Одет Линдберг был, как полагается чиновнику, – темно-синий костюм с галстуком, и со стороны его можно было принять за человека, направляющегося на похороны, или, хуже того, за самого покойника; но вел он себя как настоящий цирковой клоун или фокусник. Повернувшись к Джеку, Линдберг снял пиджак, отдал его Алисе жестом одновременно вежливым и фамильярным, словно та его жена. С большим шиком он расстегнул рукав своей безупречно белой сорочки и закатал его выше локтя. На предплечье красовалась обещанная рыба; татуировка была великолепна, казалось, что рыба – явно японская, хотя и не карп, – выросла у него на руке. Голова рыбины лежала на запястье, а хвост огибал локтевой сустав. Чешуя переливалась ярко-голубым, желтым, зеленым, черным и красным. Торстен напряг мускулы и стал крутить запястьем в разные стороны – и рыба в самом деле поплыла, изгибаясь спиралью от локтя к ладони, как будто стремилась схватить что-то, зажатое хозяином в кулаке.

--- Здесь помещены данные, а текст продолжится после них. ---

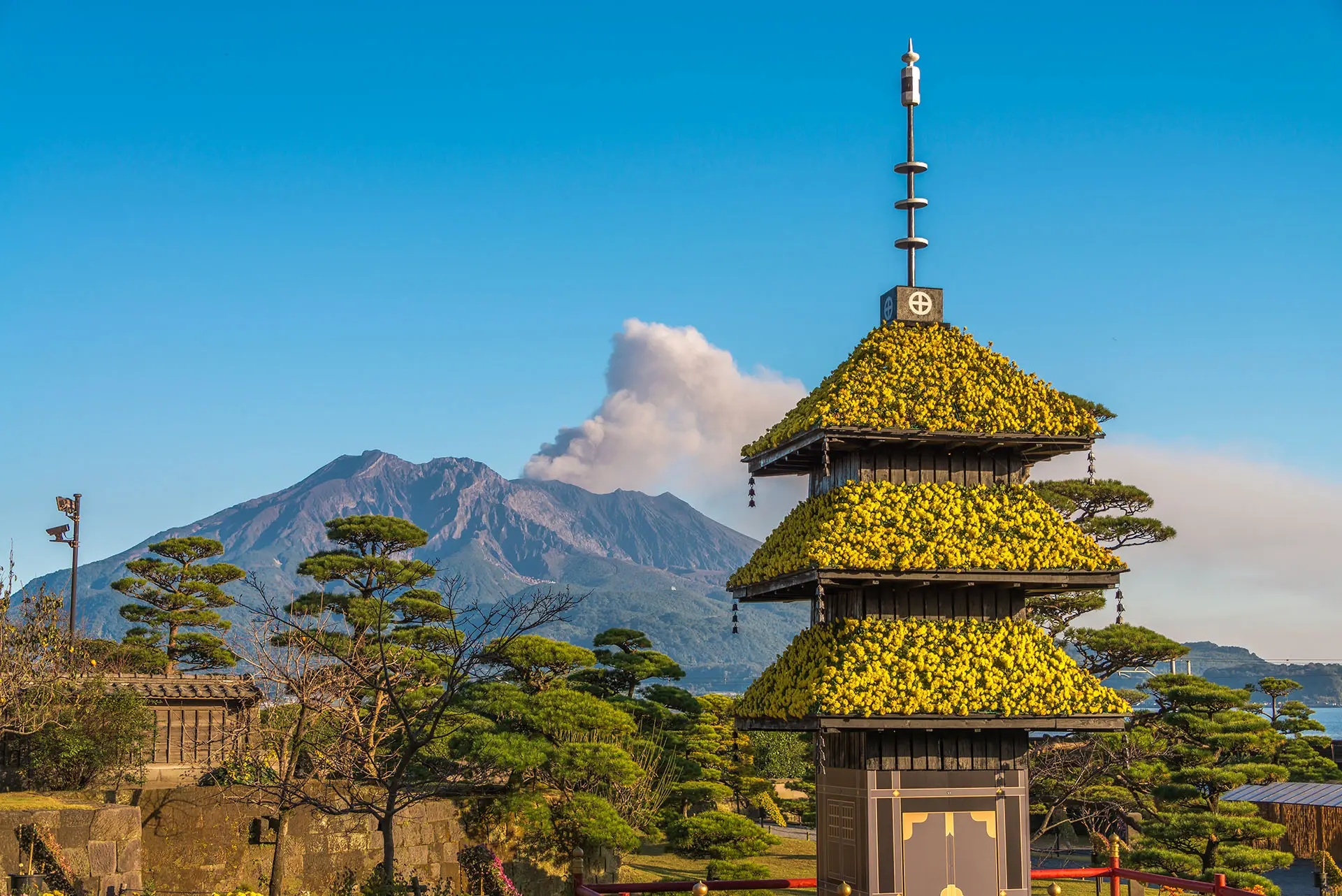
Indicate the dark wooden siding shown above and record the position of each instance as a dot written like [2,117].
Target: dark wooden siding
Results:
[964,465]
[941,601]
[191,734]
[988,750]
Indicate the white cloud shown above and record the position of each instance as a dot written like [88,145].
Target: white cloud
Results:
[675,414]
[1253,564]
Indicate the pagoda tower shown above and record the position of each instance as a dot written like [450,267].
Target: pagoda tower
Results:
[921,674]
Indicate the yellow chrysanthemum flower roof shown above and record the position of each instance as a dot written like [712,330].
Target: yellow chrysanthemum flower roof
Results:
[920,667]
[925,526]
[930,379]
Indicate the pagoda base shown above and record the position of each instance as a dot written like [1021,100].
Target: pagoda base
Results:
[944,814]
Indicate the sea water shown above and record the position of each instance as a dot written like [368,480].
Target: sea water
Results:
[1332,719]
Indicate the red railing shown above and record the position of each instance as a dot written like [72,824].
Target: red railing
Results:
[1116,876]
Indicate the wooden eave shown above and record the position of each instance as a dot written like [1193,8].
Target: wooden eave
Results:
[802,585]
[974,722]
[805,451]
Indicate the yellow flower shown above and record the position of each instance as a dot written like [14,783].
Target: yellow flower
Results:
[916,667]
[930,377]
[925,526]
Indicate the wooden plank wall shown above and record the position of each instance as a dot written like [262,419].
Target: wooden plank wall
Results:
[926,750]
[898,601]
[964,465]
[189,735]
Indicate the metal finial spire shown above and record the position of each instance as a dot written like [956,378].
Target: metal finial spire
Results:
[909,97]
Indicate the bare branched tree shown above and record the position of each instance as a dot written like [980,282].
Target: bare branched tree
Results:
[39,667]
[379,680]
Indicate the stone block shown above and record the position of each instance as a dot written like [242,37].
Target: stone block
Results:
[116,823]
[78,859]
[338,844]
[128,855]
[102,858]
[49,817]
[73,836]
[414,856]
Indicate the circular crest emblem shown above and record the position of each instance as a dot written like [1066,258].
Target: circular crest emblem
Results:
[920,302]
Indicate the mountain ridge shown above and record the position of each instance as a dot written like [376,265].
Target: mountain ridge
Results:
[649,561]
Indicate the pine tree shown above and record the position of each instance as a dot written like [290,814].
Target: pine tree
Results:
[627,667]
[1219,744]
[411,655]
[178,593]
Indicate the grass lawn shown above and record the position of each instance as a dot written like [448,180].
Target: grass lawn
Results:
[789,859]
[24,801]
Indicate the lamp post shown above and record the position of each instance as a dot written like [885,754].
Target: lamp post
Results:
[70,507]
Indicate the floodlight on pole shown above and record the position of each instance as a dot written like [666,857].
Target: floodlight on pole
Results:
[70,507]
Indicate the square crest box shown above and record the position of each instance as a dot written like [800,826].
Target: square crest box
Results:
[911,305]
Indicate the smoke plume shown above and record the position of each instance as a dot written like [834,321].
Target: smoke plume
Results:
[675,414]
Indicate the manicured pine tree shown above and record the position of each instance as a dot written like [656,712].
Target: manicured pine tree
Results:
[1218,742]
[1111,513]
[178,592]
[412,655]
[627,667]
[1302,751]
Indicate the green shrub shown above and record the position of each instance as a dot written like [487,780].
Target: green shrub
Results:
[102,741]
[719,834]
[781,754]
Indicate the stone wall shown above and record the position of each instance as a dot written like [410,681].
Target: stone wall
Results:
[195,839]
[101,844]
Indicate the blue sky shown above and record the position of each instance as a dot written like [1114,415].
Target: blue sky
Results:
[239,240]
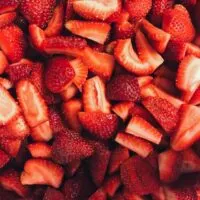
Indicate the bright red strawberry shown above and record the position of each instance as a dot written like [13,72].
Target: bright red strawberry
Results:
[69,146]
[138,176]
[94,98]
[138,9]
[123,88]
[42,172]
[135,144]
[37,12]
[176,21]
[96,31]
[141,128]
[12,42]
[59,74]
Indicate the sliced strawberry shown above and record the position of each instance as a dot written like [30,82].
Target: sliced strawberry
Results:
[98,10]
[118,156]
[141,128]
[59,74]
[96,31]
[135,144]
[123,88]
[37,12]
[94,98]
[101,64]
[71,109]
[12,42]
[81,72]
[69,146]
[43,172]
[55,25]
[138,176]
[176,21]
[39,150]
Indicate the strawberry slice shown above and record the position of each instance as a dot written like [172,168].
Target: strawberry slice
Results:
[135,144]
[39,150]
[37,12]
[118,156]
[98,124]
[96,31]
[141,128]
[12,42]
[94,98]
[97,9]
[71,109]
[42,172]
[176,21]
[123,88]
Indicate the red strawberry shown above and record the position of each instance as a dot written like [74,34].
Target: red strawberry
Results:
[42,172]
[138,176]
[141,128]
[94,98]
[176,21]
[12,42]
[138,9]
[135,144]
[37,12]
[123,88]
[100,125]
[96,31]
[69,146]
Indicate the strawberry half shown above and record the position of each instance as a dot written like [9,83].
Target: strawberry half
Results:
[100,125]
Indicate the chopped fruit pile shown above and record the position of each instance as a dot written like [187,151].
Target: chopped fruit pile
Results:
[99,99]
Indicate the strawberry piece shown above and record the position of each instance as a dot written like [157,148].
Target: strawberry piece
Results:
[81,72]
[98,124]
[71,109]
[98,10]
[37,12]
[19,70]
[94,98]
[163,111]
[43,172]
[123,88]
[138,9]
[97,168]
[176,21]
[135,144]
[118,156]
[101,64]
[69,146]
[55,25]
[138,176]
[96,31]
[53,194]
[141,128]
[40,150]
[12,42]
[59,74]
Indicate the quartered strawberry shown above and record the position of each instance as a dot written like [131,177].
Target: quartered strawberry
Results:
[123,88]
[138,176]
[69,146]
[42,172]
[135,144]
[176,21]
[12,42]
[71,109]
[98,124]
[94,98]
[96,31]
[59,74]
[141,128]
[37,12]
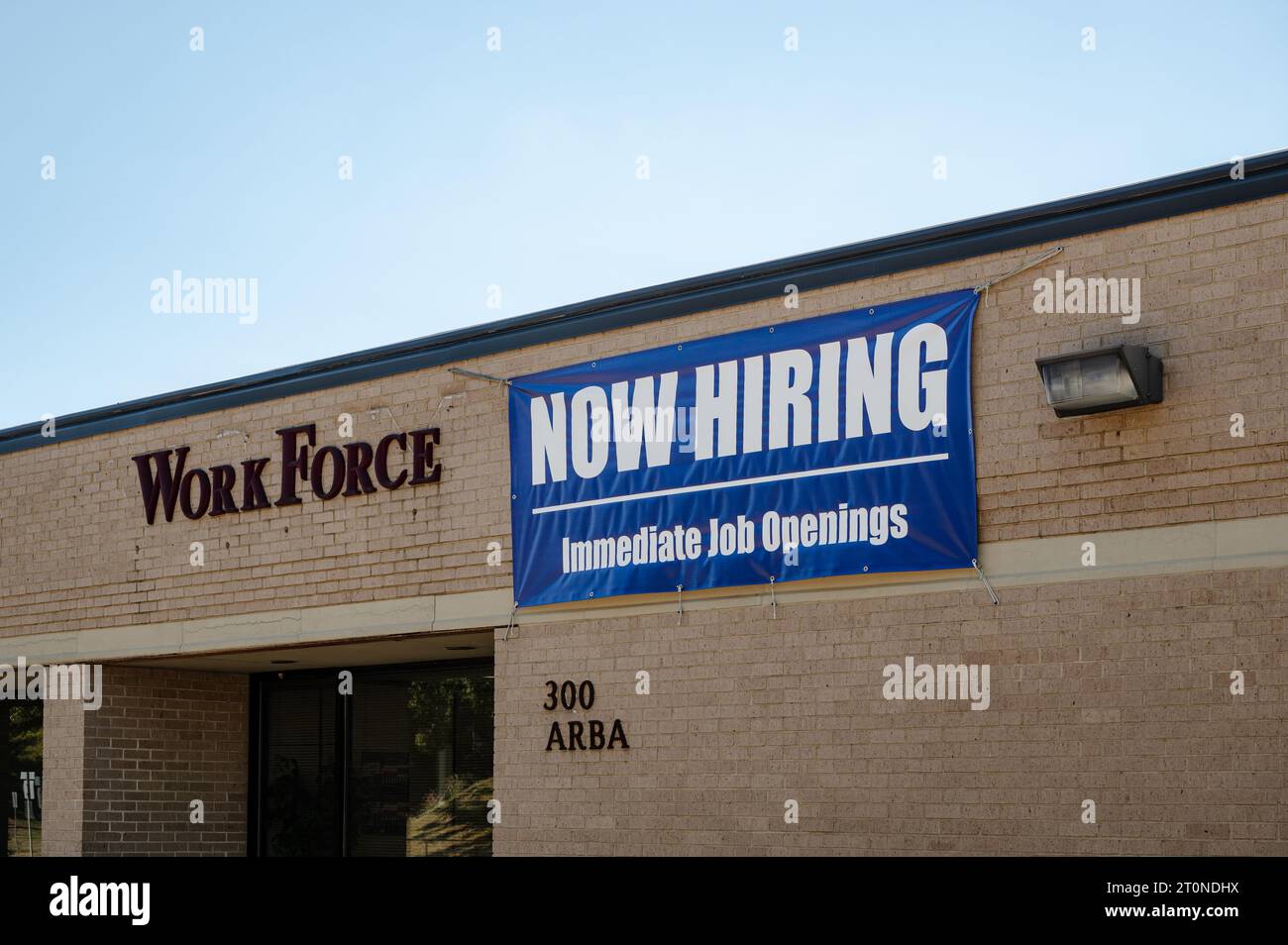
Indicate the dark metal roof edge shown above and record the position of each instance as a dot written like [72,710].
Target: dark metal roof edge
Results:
[1189,192]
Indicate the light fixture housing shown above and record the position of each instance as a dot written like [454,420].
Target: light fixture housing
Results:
[1107,378]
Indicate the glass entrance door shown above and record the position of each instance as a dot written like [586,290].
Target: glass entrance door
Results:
[399,768]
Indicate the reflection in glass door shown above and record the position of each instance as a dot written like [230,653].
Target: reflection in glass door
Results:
[402,768]
[22,776]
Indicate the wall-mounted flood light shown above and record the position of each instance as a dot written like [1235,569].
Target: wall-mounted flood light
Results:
[1108,378]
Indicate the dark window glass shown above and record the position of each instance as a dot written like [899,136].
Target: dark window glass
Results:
[402,768]
[22,776]
[300,793]
[421,764]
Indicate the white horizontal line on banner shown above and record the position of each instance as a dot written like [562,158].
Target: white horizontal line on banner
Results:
[732,483]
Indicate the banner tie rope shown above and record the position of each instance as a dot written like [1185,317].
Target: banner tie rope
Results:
[984,286]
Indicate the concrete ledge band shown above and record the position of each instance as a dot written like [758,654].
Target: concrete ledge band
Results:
[1235,544]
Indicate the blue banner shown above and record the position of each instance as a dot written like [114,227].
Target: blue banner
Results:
[838,445]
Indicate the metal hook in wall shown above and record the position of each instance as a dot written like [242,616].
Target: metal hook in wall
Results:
[513,612]
[987,584]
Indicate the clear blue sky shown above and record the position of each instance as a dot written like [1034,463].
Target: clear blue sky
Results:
[518,167]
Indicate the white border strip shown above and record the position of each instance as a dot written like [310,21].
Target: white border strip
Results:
[732,483]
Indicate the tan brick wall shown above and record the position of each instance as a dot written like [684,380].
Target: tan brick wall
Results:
[1113,690]
[75,551]
[162,739]
[63,778]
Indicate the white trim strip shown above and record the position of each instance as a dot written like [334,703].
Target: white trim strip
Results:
[732,483]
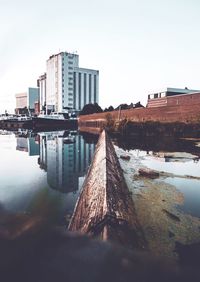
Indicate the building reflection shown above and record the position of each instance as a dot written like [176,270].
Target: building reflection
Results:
[65,156]
[27,142]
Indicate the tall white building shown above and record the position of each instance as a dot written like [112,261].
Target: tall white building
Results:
[67,85]
[41,83]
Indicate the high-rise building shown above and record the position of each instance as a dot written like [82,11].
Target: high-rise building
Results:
[41,83]
[67,85]
[25,102]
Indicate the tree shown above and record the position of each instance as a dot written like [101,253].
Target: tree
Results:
[91,109]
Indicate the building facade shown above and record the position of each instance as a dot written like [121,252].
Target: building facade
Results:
[25,102]
[172,96]
[67,85]
[42,84]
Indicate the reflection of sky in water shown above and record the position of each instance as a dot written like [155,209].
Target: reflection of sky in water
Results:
[191,191]
[24,185]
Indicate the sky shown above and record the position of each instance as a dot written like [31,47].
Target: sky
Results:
[138,46]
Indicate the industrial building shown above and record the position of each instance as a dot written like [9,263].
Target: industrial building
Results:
[67,86]
[25,102]
[173,96]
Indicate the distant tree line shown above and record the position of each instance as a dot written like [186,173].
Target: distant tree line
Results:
[95,108]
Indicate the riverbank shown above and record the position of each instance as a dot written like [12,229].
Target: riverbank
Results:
[175,121]
[157,203]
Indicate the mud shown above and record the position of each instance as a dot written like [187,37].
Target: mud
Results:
[156,204]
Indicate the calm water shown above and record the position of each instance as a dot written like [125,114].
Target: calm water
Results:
[41,174]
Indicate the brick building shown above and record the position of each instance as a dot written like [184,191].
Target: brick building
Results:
[172,97]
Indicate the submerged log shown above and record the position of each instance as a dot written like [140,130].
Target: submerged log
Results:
[148,173]
[105,208]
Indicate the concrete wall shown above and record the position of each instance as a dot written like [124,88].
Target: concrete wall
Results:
[185,99]
[178,113]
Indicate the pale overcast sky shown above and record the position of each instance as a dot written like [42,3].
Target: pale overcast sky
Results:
[138,46]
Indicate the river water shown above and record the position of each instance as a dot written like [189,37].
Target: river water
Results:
[41,174]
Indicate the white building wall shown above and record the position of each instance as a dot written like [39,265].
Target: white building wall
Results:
[62,89]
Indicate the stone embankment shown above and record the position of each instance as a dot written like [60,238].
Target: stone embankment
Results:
[105,208]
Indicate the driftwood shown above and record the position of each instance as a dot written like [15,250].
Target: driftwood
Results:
[105,208]
[148,173]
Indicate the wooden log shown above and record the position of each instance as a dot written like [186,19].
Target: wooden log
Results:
[105,208]
[148,173]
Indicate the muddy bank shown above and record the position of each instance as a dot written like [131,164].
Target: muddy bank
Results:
[156,203]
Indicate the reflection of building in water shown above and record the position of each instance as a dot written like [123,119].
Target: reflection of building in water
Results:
[65,158]
[28,144]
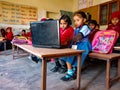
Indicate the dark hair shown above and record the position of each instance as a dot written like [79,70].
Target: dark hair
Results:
[50,19]
[66,18]
[23,30]
[3,32]
[98,25]
[87,15]
[92,22]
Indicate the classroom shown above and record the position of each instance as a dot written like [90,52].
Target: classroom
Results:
[60,45]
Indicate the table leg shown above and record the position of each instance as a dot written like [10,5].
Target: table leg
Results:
[79,72]
[5,48]
[118,68]
[44,67]
[108,74]
[13,51]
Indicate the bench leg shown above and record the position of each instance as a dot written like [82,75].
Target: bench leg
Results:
[44,67]
[118,68]
[108,74]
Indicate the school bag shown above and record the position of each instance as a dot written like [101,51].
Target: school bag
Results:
[19,40]
[104,41]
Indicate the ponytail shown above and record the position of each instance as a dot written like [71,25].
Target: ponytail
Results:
[87,15]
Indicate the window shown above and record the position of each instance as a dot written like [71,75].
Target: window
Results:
[106,9]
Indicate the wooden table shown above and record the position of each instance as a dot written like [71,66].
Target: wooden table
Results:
[46,53]
[117,48]
[4,41]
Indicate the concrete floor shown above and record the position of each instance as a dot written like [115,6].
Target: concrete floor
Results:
[24,74]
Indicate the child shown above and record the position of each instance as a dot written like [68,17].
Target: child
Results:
[81,40]
[66,34]
[9,34]
[92,24]
[9,37]
[23,33]
[3,32]
[115,24]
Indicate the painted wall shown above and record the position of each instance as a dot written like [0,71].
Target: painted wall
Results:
[95,2]
[49,6]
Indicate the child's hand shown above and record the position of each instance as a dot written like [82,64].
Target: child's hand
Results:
[77,37]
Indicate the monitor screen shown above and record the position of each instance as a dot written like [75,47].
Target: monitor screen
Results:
[45,34]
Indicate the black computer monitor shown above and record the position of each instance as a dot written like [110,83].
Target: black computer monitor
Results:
[45,34]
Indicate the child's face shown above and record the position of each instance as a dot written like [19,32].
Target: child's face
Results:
[78,21]
[92,26]
[115,20]
[23,32]
[8,30]
[63,24]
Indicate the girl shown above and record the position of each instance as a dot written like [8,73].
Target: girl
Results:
[66,34]
[115,24]
[9,37]
[80,39]
[3,32]
[23,33]
[92,24]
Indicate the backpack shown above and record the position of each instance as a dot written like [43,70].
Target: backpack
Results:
[19,40]
[104,41]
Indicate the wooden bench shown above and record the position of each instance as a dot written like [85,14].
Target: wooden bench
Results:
[108,58]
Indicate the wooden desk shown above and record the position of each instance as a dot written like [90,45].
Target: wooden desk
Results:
[4,41]
[46,53]
[117,48]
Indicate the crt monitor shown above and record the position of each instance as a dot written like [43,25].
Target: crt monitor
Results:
[45,34]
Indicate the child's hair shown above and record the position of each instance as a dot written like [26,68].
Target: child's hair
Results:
[66,18]
[97,25]
[23,30]
[87,16]
[92,22]
[10,28]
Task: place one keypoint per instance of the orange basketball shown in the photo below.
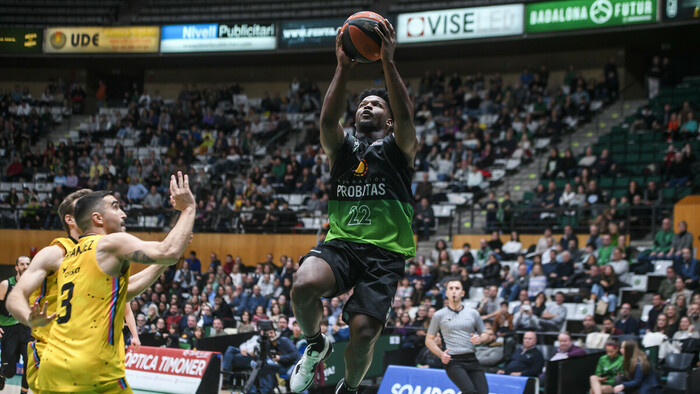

– Ну вот, теперь ты видел, как рыба плавает в воздухе, – сказал Линдберг Джеку, а тот снова уставился на мать.

– Татуировка выше всяких похвал, – сказала Алиса, – но готова спорить, что Док Форест умеет делать и получше.

Линдберг ответил без паузы, но понизив голос:

– На людях я не смею показать вам то, что изобразил на мне Док Форест.

– Ага, так вы его знаете! – сказала Алиса.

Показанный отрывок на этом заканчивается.